Taking the time to examine the root of your frustration can help you determine the best course of action to resolve the conflict. To start, explore what triggered the conflict. Was it the topic of discussion or the way the other person was communicating with you? Does being at home make you less or more frustrated about the issue? When talking about the conflict with friends, do you focus on the problem or the person? Asking these questions can help narrow down the root of the conflict and what ultimately needs to be addressed.

Conflict Resolution Techniques

The two greatest enemies to conflict resolutions are ignoring the issue and resorting to some type of violence (yelling, sabotage, or even physical). Sticking your head in the sand or resorting to violence often results in more stress which can exacerbate the original issue until it can no longer be resolved easily. The first step for successful conflict resolution in the workplace is to create an open environment where discussion and mediation are encouraged. Employees will then be more likely to use appropriate conflict resolution techniques.

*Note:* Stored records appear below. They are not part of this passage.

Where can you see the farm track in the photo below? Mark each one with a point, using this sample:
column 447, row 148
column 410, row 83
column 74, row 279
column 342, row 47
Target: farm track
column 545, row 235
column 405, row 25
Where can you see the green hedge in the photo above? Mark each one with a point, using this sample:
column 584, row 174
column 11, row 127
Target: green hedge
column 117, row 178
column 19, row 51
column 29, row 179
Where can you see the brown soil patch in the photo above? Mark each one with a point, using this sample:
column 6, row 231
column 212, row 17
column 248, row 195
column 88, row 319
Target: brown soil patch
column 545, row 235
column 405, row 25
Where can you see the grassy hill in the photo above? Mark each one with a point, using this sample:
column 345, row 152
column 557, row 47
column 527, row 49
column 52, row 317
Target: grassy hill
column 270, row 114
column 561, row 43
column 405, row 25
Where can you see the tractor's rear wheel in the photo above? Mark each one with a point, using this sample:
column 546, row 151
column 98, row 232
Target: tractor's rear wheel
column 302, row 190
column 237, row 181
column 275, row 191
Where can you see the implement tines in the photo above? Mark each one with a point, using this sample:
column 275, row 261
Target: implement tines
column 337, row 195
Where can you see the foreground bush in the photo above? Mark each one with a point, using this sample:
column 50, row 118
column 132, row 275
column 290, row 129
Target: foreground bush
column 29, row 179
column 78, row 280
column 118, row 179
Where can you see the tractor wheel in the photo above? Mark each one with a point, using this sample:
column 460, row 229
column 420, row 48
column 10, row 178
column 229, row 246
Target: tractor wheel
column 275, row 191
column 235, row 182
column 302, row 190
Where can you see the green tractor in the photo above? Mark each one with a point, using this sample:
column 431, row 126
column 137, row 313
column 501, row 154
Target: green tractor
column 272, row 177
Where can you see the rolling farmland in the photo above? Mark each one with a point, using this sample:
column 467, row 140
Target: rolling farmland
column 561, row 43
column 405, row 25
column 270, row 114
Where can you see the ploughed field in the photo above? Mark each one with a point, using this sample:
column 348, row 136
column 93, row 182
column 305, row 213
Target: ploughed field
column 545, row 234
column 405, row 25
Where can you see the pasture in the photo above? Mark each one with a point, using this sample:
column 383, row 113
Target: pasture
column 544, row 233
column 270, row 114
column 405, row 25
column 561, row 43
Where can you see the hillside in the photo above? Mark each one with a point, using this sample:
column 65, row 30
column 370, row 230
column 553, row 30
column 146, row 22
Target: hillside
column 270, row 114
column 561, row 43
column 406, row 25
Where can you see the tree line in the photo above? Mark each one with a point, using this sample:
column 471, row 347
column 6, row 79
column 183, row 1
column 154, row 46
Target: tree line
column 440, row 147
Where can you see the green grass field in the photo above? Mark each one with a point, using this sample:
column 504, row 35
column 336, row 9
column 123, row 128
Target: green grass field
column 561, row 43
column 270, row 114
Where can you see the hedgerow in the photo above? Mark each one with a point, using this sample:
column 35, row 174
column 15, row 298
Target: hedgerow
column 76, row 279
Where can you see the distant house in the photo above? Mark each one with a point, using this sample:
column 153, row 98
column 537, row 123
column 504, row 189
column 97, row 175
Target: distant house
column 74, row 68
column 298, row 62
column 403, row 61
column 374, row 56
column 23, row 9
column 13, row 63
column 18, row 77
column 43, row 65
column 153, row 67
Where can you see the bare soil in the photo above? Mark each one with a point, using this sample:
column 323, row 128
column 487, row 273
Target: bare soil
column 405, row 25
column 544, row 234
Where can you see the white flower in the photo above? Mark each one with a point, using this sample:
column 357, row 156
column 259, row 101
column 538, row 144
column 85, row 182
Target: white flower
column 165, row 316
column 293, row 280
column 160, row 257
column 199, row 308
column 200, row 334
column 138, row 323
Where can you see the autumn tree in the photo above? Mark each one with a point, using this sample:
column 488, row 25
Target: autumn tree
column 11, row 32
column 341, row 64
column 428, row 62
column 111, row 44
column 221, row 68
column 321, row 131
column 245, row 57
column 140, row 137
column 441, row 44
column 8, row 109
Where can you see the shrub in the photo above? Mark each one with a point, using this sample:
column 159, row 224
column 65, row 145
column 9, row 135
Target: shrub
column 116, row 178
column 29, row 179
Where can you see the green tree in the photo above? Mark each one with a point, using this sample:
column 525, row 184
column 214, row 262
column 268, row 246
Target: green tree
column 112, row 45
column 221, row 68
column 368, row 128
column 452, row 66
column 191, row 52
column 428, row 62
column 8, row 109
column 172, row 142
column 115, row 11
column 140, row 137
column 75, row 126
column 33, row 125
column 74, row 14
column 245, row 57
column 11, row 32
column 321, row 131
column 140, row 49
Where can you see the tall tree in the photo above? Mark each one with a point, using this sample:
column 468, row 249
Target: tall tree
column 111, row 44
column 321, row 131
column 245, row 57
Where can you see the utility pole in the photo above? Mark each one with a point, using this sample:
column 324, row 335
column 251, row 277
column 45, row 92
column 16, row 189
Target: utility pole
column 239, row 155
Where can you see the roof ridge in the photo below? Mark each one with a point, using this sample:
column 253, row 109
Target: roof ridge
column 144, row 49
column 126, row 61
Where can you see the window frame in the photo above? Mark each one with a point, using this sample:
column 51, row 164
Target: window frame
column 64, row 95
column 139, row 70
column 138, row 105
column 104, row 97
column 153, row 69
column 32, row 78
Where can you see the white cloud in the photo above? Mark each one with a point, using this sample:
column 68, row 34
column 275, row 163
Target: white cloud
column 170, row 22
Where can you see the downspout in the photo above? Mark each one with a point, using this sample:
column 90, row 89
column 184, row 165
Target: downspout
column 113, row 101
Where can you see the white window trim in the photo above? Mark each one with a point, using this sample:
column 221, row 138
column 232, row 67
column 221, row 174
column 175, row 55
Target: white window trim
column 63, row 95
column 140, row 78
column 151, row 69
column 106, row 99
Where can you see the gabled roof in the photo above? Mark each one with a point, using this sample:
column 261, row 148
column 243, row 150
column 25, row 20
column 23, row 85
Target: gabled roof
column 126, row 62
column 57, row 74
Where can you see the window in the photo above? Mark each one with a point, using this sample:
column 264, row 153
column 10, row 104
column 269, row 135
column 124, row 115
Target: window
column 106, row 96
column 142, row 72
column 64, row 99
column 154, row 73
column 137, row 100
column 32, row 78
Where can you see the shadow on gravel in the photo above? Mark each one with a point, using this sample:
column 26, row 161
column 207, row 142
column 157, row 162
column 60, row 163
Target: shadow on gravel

When having a dialogue about the conflict, use the following tips:

  • Use “I” statements and avoid placing blame on others. This is not a time for interpretations and assumptions. Statements like “You always…” will only put the individual on the defensive.
  • Ask the person to clarify the intent of their comment or action and whether they understood you. Explore what the other person would ideally like to be the result of the conflict.
  • State both what you do and do not want in the outcome. This ensures the other party understands your needs clearly.

If the person is upset no matter what techniques you use, it may be a personality issue. In this case, utilizing a third party as a mediator can have good results. If you took our advice on the first step, then your employees will be comfortable inviting a mediator in to address some of these more difficult issues.

Ultimately, successful conflict resolution in the workplace comes down to clear, professional communication based on a true understanding of the root of the problem. Who knows? Maybe you’ll find conflict may even turn out to be a good thing in the end.